National Labor Court President Nili Arad, in whose chambers the sides are negotiating, has instructed the parties not to discuss the talks in the media.
Arad told the sides to step up their talks in order to reach an agreement by next Tuesday. If a settlement is not reached by then, the court will reconsider a back-to-work request by the state, she said.
Prime Minister Benjamin Netanyahu has refrained from stepping in to help resolve the crisis, despite repeated calls from both the health system and politicians to do so.
A source from the negotiations said that if Netanyahu stepped in, he could soon resolve the issues under dispute and bring an end to the crisis.
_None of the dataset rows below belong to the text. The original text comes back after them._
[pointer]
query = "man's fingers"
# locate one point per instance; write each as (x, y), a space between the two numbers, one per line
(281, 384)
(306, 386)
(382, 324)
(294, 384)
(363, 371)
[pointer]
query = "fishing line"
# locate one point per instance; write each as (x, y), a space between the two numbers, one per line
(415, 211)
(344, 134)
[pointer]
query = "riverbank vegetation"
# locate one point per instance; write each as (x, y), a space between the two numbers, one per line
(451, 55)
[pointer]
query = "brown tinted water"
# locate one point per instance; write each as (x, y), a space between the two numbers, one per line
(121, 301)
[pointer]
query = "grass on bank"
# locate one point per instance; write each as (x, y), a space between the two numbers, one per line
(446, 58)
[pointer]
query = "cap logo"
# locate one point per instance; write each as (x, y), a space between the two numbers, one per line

Israel Medical Association chairman Dr. Leonid Eidelman has several times urged Netanyahu to step in. "We repeat our call to the prime minister to display leadership, step into the dispute and bring forth a significant health reform to the public," he said yesterday.
"It is Netanyahu's duty to intervene in the crisis," MK Dr. Rachel Adatto (Kadima ) said yesterday. "The talks are being held up by issues that are partly irrelevant, and the prime minister can solve it quickly."
Deputy Health Minister Yaakov Litzman's aides commented that "the deputy minister is hoping for a swift solution to the negotiations for the good of the doctors and the patients."
Today, at Arad's request both parties will continue the talks in the Labor Court until the beginning of the Sabbath. The talks are being held in the judge's closed chamber inside the courthouse, and Arad receives an update of their progress every few hours.
Yesterday the hospitals operated as usual. Last week, in response to the judge's request, the doctors called off their strike and resumed partial labor sanctions.